High-Speed Rail Authority CEO Brian Kelly said in a written statement that the agreement, along with other matching funds, will enable the homeless center to relocate to a newer, larger facility "that can better serve families in need in Bakersfield.”
“Bakersfield Homeless Center is an integral part of our community’s safety net for families and individuals in crisis,” Bakersfield Mayor Karen Goh said in a press release announcing the agreement. "I applaud the California High Speed Rail Authority for following through on this agreement and providing resources for Bakersfield Homeless Center to continue these essential services."

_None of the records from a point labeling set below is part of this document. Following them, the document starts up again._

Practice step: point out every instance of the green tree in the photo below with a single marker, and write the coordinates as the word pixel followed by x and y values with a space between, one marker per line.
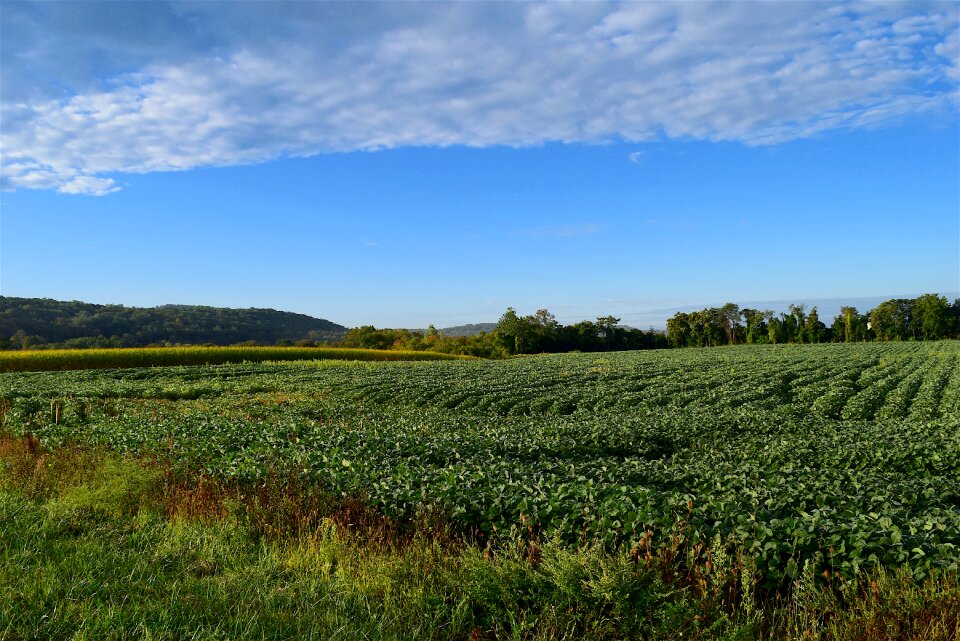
pixel 814 330
pixel 730 316
pixel 931 317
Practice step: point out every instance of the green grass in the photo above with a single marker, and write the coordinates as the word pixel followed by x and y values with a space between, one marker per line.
pixel 69 359
pixel 94 547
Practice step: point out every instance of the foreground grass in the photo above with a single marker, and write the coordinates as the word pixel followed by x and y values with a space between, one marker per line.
pixel 66 359
pixel 97 547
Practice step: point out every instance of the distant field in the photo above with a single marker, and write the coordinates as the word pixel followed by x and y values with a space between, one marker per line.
pixel 839 456
pixel 69 359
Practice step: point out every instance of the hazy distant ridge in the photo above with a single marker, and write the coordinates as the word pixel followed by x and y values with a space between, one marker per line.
pixel 78 324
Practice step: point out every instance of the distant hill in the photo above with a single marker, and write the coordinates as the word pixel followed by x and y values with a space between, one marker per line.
pixel 471 329
pixel 39 321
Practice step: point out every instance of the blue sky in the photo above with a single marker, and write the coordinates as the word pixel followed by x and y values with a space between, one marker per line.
pixel 405 164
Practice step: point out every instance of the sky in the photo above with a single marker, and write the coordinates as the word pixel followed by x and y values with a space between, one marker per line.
pixel 402 164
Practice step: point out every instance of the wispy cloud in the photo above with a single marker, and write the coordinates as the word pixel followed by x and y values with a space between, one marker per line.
pixel 559 231
pixel 88 95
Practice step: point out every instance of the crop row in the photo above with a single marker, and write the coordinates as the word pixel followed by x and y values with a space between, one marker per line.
pixel 688 444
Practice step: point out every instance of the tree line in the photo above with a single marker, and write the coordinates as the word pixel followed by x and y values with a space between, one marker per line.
pixel 514 334
pixel 927 317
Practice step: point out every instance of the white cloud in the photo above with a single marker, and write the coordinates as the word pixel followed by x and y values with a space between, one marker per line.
pixel 89 185
pixel 485 74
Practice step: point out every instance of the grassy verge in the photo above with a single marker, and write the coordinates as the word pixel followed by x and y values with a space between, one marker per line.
pixel 66 359
pixel 97 547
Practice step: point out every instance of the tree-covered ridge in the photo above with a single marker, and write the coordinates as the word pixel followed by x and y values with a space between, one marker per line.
pixel 927 317
pixel 32 322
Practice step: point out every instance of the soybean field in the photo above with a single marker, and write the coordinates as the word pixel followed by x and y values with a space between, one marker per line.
pixel 829 457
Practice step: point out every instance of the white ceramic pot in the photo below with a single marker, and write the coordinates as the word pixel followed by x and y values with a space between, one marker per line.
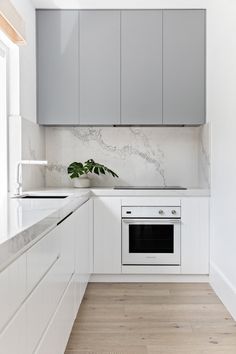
pixel 81 182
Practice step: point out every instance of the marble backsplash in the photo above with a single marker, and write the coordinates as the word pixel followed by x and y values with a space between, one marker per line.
pixel 139 155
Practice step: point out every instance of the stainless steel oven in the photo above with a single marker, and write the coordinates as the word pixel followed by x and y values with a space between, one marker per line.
pixel 151 235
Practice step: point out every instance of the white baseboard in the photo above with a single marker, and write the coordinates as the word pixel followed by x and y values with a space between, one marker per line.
pixel 148 278
pixel 224 289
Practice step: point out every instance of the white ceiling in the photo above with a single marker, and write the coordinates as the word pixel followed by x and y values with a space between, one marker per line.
pixel 118 4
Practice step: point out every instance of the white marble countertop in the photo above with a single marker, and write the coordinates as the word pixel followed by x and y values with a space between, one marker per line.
pixel 99 192
pixel 24 221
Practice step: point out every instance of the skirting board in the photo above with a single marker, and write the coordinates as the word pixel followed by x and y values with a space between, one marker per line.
pixel 148 278
pixel 224 289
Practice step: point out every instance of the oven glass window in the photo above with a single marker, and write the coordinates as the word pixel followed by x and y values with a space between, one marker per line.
pixel 151 238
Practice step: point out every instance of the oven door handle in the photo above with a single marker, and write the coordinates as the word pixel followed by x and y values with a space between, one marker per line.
pixel 151 221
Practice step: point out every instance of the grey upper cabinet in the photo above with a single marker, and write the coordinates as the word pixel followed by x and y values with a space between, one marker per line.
pixel 100 67
pixel 128 67
pixel 183 67
pixel 58 67
pixel 141 67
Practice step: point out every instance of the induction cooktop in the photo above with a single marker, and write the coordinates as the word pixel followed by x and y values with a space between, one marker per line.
pixel 151 187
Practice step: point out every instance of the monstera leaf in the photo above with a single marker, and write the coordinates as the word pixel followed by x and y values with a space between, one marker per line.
pixel 77 169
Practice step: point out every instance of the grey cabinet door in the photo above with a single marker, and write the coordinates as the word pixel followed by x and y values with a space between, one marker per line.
pixel 183 67
pixel 141 67
pixel 100 67
pixel 58 67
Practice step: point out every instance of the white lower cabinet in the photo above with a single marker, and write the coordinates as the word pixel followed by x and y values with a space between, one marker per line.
pixel 42 290
pixel 12 289
pixel 84 247
pixel 13 337
pixel 195 235
pixel 55 338
pixel 107 235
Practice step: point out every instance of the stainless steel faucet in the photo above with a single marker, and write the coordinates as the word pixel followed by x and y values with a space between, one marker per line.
pixel 19 172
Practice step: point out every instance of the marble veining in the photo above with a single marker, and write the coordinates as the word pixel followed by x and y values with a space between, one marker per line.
pixel 140 155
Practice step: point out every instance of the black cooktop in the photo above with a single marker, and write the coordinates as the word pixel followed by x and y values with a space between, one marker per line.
pixel 151 187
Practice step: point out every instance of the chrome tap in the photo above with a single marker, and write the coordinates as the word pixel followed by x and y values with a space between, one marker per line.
pixel 19 172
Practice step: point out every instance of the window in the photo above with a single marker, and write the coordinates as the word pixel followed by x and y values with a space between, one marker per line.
pixel 3 121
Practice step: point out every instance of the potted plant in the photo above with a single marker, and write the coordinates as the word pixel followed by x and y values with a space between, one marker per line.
pixel 79 172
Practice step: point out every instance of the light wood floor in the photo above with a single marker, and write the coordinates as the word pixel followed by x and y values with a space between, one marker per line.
pixel 140 318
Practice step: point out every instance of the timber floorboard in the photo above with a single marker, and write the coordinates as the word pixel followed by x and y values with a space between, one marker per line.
pixel 150 318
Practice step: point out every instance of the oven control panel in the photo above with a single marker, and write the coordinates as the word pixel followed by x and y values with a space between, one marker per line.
pixel 170 212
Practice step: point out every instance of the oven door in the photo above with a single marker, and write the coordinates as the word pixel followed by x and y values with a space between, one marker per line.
pixel 151 241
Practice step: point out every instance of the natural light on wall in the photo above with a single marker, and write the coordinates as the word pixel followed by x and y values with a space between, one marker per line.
pixel 12 34
pixel 3 119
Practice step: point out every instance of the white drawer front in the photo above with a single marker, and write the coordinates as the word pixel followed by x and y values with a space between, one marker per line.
pixel 12 289
pixel 41 305
pixel 40 258
pixel 13 338
pixel 57 334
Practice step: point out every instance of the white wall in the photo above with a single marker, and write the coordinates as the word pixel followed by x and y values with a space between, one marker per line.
pixel 27 62
pixel 222 113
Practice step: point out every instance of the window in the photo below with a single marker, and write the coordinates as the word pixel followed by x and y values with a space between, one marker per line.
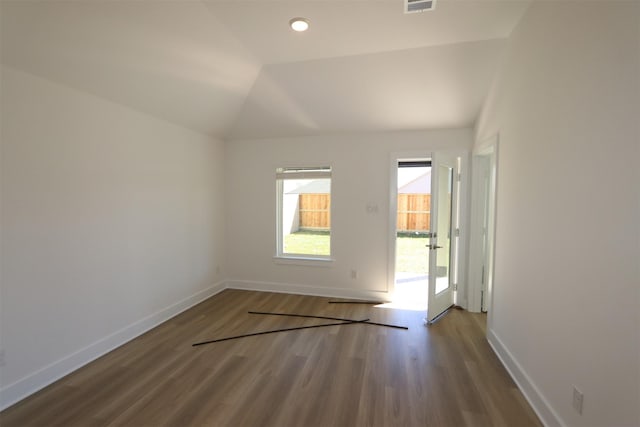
pixel 304 212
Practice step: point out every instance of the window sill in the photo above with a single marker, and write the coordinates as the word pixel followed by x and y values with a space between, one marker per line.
pixel 303 260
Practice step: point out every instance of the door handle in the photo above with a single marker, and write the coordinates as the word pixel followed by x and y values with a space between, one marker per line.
pixel 433 246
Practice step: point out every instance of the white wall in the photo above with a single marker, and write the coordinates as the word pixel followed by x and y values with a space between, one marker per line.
pixel 360 176
pixel 566 292
pixel 111 221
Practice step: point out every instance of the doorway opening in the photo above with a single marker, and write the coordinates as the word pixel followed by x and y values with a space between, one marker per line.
pixel 413 220
pixel 482 232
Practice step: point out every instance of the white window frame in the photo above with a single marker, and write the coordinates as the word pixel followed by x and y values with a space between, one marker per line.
pixel 282 174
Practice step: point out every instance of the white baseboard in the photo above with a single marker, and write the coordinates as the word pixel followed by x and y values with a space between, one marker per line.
pixel 30 384
pixel 288 288
pixel 540 405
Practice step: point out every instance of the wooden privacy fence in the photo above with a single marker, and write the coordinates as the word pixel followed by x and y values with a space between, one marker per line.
pixel 315 211
pixel 414 212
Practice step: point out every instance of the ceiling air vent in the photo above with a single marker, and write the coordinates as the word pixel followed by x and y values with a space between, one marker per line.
pixel 413 6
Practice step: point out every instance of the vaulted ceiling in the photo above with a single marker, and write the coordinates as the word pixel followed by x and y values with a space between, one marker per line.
pixel 234 69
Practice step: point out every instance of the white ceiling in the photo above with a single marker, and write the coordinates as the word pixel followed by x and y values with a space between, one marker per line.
pixel 235 70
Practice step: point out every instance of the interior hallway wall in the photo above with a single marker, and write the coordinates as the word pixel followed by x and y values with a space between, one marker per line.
pixel 566 292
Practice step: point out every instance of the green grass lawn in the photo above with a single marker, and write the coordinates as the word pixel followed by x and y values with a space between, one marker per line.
pixel 412 254
pixel 307 243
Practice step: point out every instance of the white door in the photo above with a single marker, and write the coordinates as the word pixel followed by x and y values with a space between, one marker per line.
pixel 443 206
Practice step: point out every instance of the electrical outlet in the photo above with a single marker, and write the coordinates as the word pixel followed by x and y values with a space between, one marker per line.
pixel 577 400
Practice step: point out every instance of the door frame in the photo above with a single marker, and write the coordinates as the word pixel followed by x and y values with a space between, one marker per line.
pixel 485 151
pixel 460 287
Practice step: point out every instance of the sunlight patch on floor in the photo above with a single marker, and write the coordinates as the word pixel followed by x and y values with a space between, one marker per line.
pixel 411 292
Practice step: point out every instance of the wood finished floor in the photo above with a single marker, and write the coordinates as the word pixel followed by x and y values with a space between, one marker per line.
pixel 349 375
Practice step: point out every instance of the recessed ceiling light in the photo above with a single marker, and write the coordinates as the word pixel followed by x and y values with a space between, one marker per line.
pixel 299 24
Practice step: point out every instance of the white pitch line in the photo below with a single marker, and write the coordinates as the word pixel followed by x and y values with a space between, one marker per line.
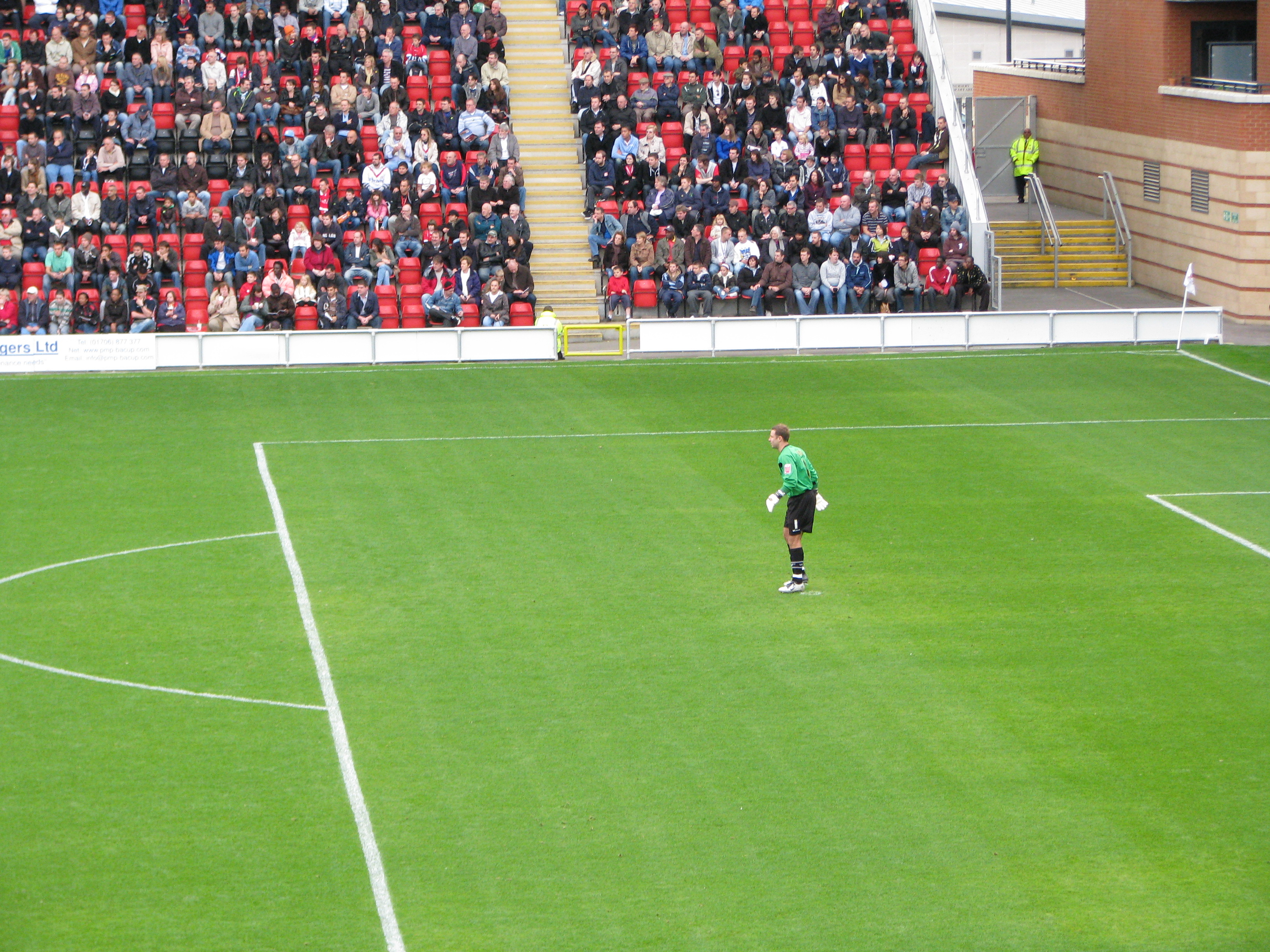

One of those plans involves moving the BHC Job Development Program to a property on Union Avenue, according to the Homeless Center announcement. The Job Development program employs current clients as well as other hard to hire members of the community and helps them build professional maturity. Currently, the program employs 75 men and women on 14 crews working in places like the Kern County Animal Shelter, highway litter and landscaping cleanup, and downtown beautification. 86% of Crew members employed through the BHC Job Development program are now in their own homes with their spouses and children. That’s over 500 people who have been able to create a new legacy for themselves and their families.
The specifics are undetermined for when and where BHC’s new shelter for women and children will be, but Gill remains optimistic about the future. “We are beginning to put plans into action. In the next few years, expect to hear about many exciting changes coming from us," Gill said. "As we transition into this new phase, we are hopeful that this community will stand beside us as they’ve always done.”
Editor's note: This story has been updated to remove a sentence that was inadvertently attributed to Mayor Karen Goh.